IA167: String Algorithms Spring 2014
Lecture 5: March 17
Lecturer: Alex Popa Scribes: Vit Stanislav
5.1 Approximate pattern matching with mismatches
We search pattern p in text t as in all previous lectures. But now we can have a limited number of character
mismatches.
Problem 5.1 Given text t, pattern p and a number of mismatches k, ﬁnd all occurrences of p in t with at
most k mismatches.
Example 5.2 Input:
t = banana
p = axa
k = 2
Output:
p matches t at positions: 2 and 4.
5.1.1 Naive solution
At each position i of the text:
• Count the number of mismatches between t from position i and p.

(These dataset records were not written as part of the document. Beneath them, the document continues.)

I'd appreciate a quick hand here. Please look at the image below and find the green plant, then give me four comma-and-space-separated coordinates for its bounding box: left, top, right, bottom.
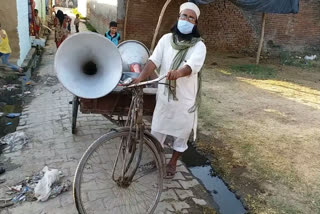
85, 22, 98, 33
231, 64, 277, 79
280, 51, 314, 68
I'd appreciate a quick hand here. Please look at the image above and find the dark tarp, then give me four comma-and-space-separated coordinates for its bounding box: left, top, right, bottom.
190, 0, 299, 14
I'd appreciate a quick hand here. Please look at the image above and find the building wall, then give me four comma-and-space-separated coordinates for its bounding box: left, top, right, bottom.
87, 0, 118, 35
123, 0, 320, 54
34, 0, 47, 20
17, 0, 31, 66
260, 0, 320, 53
0, 0, 19, 59
78, 0, 87, 17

• Position i is accepted if there are fewer mismatches than k.
This way at each of n steps is done up to m character comparisons, therefore time complexity of the algorithm
is O(mn).
5.1.2 Kangaroo hopping
At ﬁrst, this algorithm computes LCP (Longest Common Preﬁx) for concatenation of text t, symbol $ and
pattern p. Using the result we can get LCP for any two positions i and j by calling LCP(i, n+1+j), where
i is position in the text and j is position in the pattern. Then for each position i in the text we start by
calling LCP(i, n + 1 + 1). It returns value j, which means that at position j + 1 of the pattern is mismatch
and we can call again LCP for positions i and j + 2 (see Figure 5.1). This can be repeated up to k times. If
the end of p is reached, then match at position i his reported.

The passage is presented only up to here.